Ohhhh that Mykee looks like a firecracker! I can really see him and Rufus tearing after each other all over the backyard!


----------



## Sissygirl (Aug 8, 2007)

Jan,

Both of the boys are just sweethearts! How precious they are!!!!


----------



## JASHavanese (Apr 24, 2007)

MyKee is a little firecracker. He runs around the house like he owns it. That boy is way too smart and I'd love to find him an obedience or agility home.


----------



## Leeann (Feb 28, 2007)

JASHavanese said:


> MyKee is a little firecracker. He runs around the house like he owns it. That boy is way too smart and I'd love to find him an obedience or agility home.


Agility, did someone say Agility?? You know I want my third one for agility I think Amanda does too. Geeez Jan you are making me what this little boy more & more but I'm not ready :Cry: If I was farther along with Riley & MY training I would snach MyKee up in a heart beat but I want to be fair to #3 and feel completely ready to be able to give the love & training they deserve.


----------



## JASHavanese (Apr 24, 2007)

lbkar said:


> Agility, did someone say Agility?? You know I want my third one for agility I think Amanda does too. Geeez Jan you are making me what this little boy more & more but I'm not ready :Cry: If I was farther along with Riley & MY training I would snach MyKee up in a heart beat but I want to be fair to #3 and feel completely ready to be able to give the love & training they deserve.


You'll know when the time is right Leeann. Then you'll find that perfect agility hav for you


----------



## JASHavanese (Apr 24, 2007)

Olliesmom said:


> Those pix are adorable! Brother sends his licking kisses to them both - and to you too!!!

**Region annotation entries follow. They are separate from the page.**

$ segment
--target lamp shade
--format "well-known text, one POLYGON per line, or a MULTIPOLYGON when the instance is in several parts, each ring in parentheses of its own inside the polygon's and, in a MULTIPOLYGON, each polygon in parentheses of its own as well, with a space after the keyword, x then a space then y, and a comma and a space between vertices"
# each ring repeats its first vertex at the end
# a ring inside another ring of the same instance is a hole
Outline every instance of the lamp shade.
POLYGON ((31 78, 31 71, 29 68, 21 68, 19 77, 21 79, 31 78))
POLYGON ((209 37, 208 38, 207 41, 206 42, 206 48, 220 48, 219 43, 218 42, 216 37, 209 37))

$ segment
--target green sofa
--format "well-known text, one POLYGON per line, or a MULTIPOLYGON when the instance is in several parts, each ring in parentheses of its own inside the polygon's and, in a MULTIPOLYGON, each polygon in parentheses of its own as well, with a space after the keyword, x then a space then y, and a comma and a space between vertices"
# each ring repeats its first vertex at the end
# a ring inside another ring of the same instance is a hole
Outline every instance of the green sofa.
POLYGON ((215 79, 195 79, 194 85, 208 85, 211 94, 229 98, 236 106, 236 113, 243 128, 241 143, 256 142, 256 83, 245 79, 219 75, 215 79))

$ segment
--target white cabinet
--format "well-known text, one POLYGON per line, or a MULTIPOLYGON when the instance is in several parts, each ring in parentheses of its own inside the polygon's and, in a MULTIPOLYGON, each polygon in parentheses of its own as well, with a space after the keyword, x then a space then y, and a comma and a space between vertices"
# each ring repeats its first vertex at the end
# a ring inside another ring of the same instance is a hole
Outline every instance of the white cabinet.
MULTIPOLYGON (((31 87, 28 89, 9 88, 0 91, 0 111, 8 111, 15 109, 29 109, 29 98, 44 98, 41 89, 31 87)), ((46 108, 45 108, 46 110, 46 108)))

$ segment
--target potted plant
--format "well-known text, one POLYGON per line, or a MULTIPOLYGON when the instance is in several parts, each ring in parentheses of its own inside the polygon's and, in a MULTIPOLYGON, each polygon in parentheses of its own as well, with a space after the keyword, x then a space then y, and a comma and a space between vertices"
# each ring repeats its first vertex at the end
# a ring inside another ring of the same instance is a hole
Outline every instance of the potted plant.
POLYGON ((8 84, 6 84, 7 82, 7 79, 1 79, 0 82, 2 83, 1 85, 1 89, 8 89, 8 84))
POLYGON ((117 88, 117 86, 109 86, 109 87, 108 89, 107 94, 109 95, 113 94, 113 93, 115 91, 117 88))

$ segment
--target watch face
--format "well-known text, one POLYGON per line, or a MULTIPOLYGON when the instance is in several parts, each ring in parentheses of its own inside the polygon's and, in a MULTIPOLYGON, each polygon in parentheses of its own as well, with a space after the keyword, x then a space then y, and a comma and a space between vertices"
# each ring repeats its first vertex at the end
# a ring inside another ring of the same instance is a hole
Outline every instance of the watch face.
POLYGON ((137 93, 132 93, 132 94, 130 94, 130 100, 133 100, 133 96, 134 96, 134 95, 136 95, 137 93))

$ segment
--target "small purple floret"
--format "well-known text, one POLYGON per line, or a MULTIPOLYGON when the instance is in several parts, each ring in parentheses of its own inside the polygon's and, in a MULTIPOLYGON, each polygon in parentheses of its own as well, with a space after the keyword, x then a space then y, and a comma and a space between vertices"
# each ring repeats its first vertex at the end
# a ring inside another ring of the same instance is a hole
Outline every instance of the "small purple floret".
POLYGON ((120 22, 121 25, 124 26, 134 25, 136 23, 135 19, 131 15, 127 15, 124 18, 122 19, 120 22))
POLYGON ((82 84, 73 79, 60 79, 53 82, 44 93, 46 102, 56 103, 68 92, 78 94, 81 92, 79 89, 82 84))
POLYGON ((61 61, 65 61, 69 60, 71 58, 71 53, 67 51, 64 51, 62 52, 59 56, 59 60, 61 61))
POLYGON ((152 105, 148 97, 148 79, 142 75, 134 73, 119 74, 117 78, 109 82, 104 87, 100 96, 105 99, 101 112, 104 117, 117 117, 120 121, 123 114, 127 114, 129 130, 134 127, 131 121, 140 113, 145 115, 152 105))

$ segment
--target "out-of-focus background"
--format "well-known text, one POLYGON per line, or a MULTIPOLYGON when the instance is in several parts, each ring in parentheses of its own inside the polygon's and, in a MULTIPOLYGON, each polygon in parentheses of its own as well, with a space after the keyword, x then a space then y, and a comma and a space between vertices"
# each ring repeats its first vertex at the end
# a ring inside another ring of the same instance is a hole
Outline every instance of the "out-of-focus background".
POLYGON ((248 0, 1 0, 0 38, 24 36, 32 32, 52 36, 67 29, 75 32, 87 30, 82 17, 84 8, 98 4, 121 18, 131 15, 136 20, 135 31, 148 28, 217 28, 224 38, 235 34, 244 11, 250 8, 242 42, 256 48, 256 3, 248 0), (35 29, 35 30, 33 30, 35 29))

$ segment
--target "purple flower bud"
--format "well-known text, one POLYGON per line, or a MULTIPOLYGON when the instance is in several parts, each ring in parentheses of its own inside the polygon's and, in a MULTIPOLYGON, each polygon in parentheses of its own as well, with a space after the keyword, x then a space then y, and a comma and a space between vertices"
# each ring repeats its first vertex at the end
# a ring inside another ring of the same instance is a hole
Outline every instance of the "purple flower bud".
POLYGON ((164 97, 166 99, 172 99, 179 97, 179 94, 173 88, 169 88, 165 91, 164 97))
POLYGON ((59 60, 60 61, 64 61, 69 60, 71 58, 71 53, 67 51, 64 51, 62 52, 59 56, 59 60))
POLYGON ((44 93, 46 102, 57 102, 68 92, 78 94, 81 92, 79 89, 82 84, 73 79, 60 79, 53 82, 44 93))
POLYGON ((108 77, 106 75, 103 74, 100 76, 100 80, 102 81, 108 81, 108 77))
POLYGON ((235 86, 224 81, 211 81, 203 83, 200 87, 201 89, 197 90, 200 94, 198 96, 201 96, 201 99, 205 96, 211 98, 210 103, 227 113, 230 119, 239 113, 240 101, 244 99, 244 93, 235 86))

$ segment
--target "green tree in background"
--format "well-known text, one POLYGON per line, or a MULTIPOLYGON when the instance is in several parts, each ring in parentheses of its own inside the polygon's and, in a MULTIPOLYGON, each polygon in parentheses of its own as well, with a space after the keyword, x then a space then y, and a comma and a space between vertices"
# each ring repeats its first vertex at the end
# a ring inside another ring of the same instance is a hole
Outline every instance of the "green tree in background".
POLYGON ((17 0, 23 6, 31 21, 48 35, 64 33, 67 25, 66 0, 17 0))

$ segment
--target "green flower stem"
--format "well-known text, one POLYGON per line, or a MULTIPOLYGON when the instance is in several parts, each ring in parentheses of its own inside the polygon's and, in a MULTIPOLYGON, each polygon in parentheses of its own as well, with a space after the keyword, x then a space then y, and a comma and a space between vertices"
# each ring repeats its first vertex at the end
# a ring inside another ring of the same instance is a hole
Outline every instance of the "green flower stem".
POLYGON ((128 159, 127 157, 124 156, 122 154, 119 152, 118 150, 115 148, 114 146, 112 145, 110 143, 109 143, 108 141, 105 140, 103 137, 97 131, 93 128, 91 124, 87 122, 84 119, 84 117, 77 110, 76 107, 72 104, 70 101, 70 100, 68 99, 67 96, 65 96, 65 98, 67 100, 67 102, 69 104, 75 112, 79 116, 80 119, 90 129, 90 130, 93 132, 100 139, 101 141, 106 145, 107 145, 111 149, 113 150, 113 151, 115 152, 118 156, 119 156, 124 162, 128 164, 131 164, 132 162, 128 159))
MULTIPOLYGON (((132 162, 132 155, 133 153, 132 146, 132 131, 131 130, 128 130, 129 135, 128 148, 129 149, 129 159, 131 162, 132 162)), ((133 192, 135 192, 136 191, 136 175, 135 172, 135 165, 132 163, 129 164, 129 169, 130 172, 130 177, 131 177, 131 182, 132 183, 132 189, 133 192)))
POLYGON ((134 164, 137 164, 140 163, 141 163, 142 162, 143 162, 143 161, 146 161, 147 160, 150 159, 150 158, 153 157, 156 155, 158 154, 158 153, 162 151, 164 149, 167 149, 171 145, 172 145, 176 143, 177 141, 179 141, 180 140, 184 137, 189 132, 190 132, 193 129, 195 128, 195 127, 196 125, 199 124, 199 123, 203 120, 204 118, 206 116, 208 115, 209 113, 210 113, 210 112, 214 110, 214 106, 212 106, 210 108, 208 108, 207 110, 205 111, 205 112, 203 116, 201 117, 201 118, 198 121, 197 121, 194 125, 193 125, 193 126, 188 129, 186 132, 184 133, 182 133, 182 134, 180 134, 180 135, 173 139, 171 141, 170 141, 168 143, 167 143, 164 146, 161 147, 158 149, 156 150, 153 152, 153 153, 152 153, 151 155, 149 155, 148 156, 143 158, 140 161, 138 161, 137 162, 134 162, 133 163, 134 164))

Aw thanks. Give him a hug and kiss from us. :kiss: :hug: 
You get a :hug: from us for taking such good care of Austin.


----------



## Missy (Nov 6, 2006)

Did you all notice that Mykee has the same expression on his face as the Jack-O-Lantern? soo cute.


----------



## irnfit (Nov 21, 2006)

They are so cute. MyKee was my favorite from the beginning. Wish I could take him.


----------



## Doggie Nut (Oct 20, 2006)

Both are so cute....two sweet little pumpkin eaters!


----------